George Burns, Art Carney, and Lee Strasberg in Going in Style.

Although I believe that great movies can appeal to audiences of all ages, some of them are better appreciated at certain stages of life. Even though I'm still several decades younger than the characters in this film, I am old enough now to appreciate it in ways that I was unable to when I first saw it all those years ago when I was just a kid. The humorous moments are still as funny as they were when I first saw it, but now it was the heartfelt, dramatic moments that really affected me.

The film tells the story of Joe (Burns), Al(Carney), and Willie(Strasberg), three retired men, in the twilight of their lives, who all share an apartment in Astoria, Queens.
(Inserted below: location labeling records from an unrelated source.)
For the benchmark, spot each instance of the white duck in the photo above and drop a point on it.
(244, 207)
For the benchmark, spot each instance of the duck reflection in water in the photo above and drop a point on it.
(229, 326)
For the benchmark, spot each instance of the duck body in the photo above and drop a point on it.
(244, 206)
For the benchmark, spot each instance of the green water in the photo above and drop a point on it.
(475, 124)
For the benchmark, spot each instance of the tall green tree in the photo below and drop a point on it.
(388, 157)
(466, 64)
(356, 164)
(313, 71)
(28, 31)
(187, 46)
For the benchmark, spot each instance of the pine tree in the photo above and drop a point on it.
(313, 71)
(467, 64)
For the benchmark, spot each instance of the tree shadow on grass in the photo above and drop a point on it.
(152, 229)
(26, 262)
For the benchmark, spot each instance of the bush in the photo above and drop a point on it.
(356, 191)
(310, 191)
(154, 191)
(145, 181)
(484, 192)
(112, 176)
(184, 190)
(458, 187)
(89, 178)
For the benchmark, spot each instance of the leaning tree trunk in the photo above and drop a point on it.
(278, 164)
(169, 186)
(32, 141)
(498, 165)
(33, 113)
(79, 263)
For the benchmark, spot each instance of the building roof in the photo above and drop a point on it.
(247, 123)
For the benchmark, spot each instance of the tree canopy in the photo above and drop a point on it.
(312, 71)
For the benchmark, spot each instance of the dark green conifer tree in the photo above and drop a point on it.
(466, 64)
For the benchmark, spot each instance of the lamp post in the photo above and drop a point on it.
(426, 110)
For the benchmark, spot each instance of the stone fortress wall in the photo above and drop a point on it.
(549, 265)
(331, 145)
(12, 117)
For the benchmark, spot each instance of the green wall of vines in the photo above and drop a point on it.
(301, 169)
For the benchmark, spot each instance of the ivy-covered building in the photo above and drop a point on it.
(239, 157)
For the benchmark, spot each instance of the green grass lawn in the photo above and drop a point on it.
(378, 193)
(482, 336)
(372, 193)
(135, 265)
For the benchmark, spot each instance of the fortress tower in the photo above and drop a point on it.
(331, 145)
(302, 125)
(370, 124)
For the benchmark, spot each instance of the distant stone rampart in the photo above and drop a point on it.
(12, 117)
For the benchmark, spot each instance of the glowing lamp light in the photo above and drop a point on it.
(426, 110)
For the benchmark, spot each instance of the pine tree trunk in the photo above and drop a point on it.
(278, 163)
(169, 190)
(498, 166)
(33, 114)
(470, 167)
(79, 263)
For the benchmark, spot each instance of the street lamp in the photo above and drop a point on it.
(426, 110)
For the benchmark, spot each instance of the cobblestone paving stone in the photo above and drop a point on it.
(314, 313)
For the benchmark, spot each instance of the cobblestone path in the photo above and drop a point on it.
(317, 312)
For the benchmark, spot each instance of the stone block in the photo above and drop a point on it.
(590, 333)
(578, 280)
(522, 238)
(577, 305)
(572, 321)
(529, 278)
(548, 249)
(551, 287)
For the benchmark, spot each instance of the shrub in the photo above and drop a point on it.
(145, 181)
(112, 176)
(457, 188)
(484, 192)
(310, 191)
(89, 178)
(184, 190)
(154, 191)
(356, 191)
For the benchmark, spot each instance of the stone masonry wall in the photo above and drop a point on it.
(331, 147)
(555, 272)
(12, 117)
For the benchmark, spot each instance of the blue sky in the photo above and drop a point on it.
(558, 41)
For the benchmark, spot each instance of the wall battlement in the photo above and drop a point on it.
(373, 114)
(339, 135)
They spend most of their day on a park bench watching the world go by and subsisting on their Social Security checks. One day Joe gets the idea of robbing a bank. In part, it's to provide them with some cash, but mostly it's to add some excitement to their fading days. Even just the planning of the heist is enough to lift their spirits and provides some of the film's lighter moments. Following the robbery itself however, things start to take a more dramatic turn.
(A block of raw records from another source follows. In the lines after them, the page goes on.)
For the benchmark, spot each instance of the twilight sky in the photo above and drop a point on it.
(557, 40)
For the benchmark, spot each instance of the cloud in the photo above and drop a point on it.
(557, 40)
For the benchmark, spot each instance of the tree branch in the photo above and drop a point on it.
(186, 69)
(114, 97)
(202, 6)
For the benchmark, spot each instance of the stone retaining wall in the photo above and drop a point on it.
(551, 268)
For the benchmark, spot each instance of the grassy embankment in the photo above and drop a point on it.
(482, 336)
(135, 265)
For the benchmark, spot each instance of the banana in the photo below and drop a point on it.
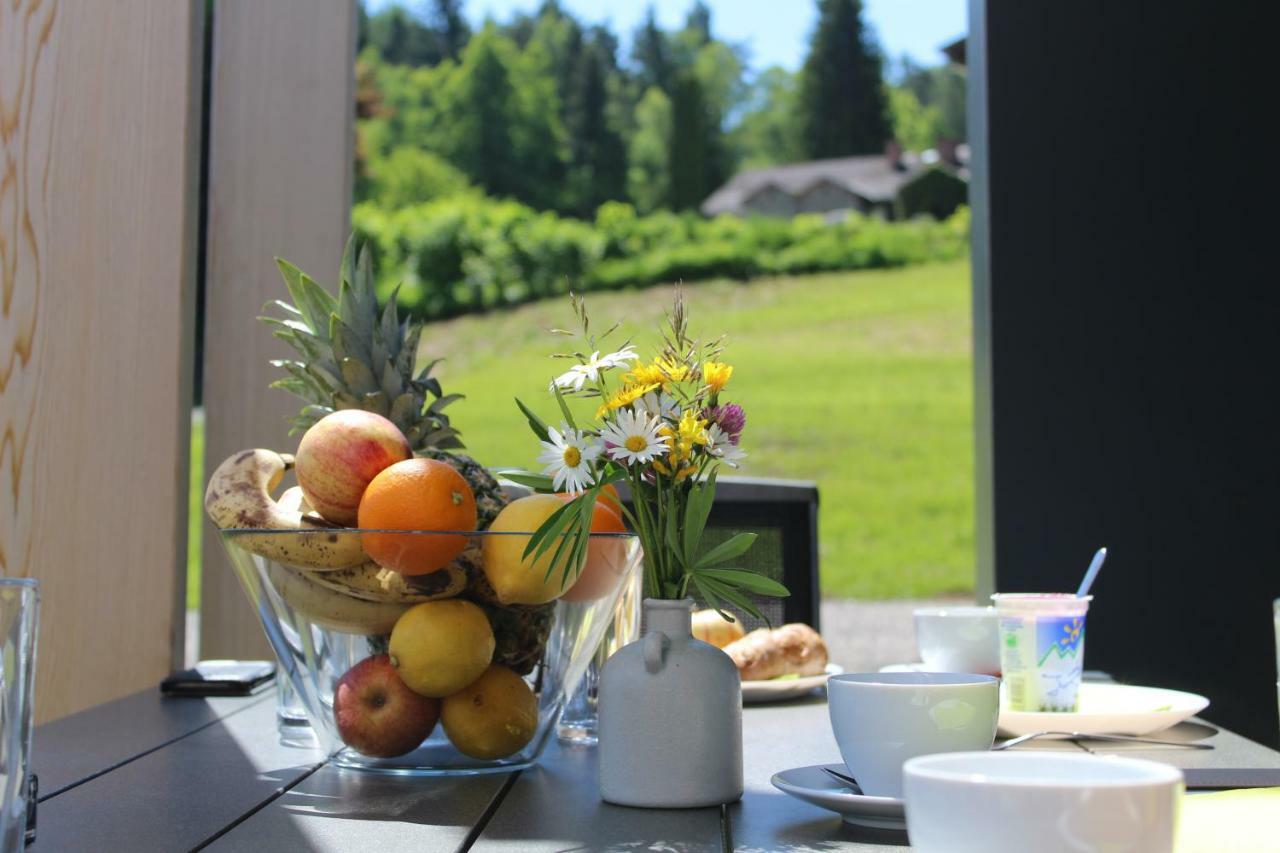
(240, 496)
(328, 609)
(370, 582)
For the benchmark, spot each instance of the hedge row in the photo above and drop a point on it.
(471, 254)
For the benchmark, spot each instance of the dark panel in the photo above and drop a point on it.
(182, 794)
(1128, 264)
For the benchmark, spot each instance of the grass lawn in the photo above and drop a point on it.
(858, 381)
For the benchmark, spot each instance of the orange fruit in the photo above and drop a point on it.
(416, 495)
(608, 496)
(606, 556)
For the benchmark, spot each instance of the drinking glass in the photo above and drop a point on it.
(579, 723)
(291, 715)
(19, 602)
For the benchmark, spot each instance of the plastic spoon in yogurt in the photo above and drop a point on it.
(1092, 574)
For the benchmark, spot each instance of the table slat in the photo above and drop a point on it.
(77, 747)
(182, 794)
(350, 810)
(556, 806)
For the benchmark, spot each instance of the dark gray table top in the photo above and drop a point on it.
(151, 774)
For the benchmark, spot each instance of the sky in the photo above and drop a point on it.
(776, 31)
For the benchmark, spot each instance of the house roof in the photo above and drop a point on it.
(873, 177)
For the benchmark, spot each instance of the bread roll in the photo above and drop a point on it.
(709, 626)
(766, 653)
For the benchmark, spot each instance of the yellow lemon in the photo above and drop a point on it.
(515, 579)
(439, 647)
(492, 717)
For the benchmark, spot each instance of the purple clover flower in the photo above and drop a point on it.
(731, 419)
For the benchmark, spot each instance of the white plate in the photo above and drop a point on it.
(821, 789)
(1110, 708)
(778, 689)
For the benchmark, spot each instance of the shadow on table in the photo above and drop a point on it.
(556, 807)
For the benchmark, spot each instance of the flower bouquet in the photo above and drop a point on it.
(663, 427)
(670, 706)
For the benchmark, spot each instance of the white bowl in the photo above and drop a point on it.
(996, 802)
(958, 639)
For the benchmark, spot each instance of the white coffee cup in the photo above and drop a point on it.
(1047, 802)
(883, 719)
(959, 639)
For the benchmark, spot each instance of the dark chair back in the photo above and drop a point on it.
(785, 516)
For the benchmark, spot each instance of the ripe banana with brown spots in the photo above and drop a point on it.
(328, 609)
(370, 582)
(240, 497)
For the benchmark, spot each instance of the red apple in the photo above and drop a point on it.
(341, 455)
(376, 714)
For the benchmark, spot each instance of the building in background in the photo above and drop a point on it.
(891, 185)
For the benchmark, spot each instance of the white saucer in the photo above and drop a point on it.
(778, 689)
(1110, 708)
(821, 789)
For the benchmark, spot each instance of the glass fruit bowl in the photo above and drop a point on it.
(494, 675)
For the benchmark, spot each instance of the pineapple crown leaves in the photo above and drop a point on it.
(352, 355)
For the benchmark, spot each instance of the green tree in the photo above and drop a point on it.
(841, 104)
(449, 28)
(401, 39)
(411, 176)
(650, 54)
(649, 154)
(695, 155)
(914, 124)
(942, 89)
(480, 104)
(767, 133)
(597, 154)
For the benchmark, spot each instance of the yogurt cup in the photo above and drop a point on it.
(1041, 649)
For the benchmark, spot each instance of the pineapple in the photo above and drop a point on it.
(352, 355)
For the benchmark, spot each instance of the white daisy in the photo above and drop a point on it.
(720, 446)
(590, 370)
(568, 456)
(659, 404)
(632, 437)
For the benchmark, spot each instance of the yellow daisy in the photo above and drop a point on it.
(716, 375)
(624, 396)
(685, 436)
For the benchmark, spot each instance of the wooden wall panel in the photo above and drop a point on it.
(279, 183)
(97, 158)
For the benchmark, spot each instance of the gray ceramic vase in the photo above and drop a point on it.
(671, 717)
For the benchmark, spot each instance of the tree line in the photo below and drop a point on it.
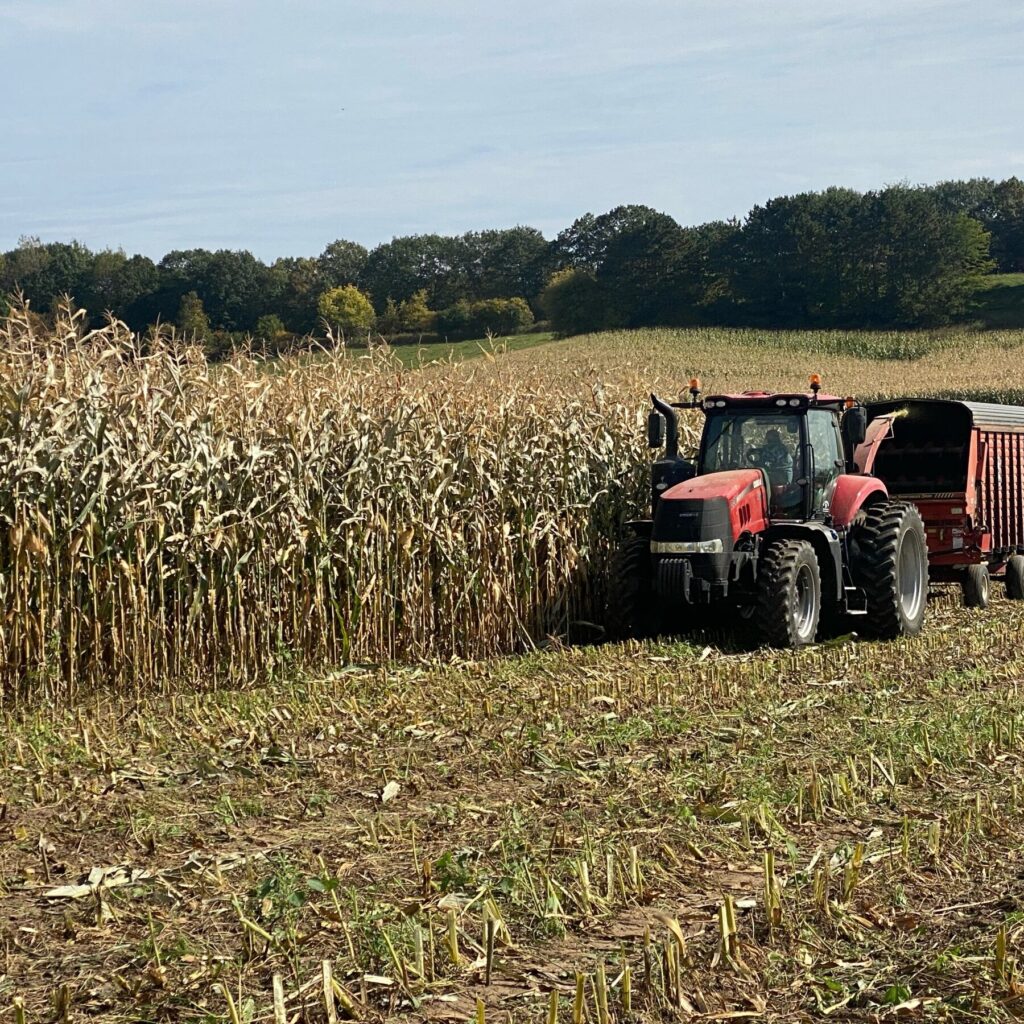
(897, 256)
George Burns was in the midst of his late career renaissance when he made this movie, following the success of The Sunshine Boys (for which he won the Best Supporting Actor Oscar) and the surprise box office hit that was Oh, God!. Although famous for his comedy, he delivers a surprisingly dramatic turn here. He has a particularly touching scene where he cries over a photo of his dead wife, which is made even more poignant by being an actual photo of a young Gracie Allen. He's the leader of the trio of robbers and the heart of the film.

Lee Strasberg and Art Carney are in the supporting parts, but they each do a good job. Strasberg has a dramatic scene where he expresses regret over his past, while Carney's role is a much lighter one. Although all three of the actors are playing close to the same age, in reality there was over 20 years between Burns and Carney, but it's not overly noticeable apart from the little extra energy Carney exhibits.

Although it was marketed as a comedy, as evidenced by the trailer which is still available on YouTube, and that's how I remembered it, it's really much more than that. It has a deeper meaning behind the laughs. It's about three guys near the end of their life who decide to take action instead of drifting into a passive grave. Both Burns and Carney were known more for their comedy than their dramatic acting chops, but they both deliver very solid and moving performances here. Although I shouldn't over emphasize the drama. There's plenty of it, but it's mixed with humor and packaged in a taut 90 minutes.

With a remake due out next year, now's a good time to revisit the original. The cast of the new version, which is comprised of Morgan Freeman, Michael Caine, and Alan Arkin, shows promise, but it will have to go a long way to surpass the original.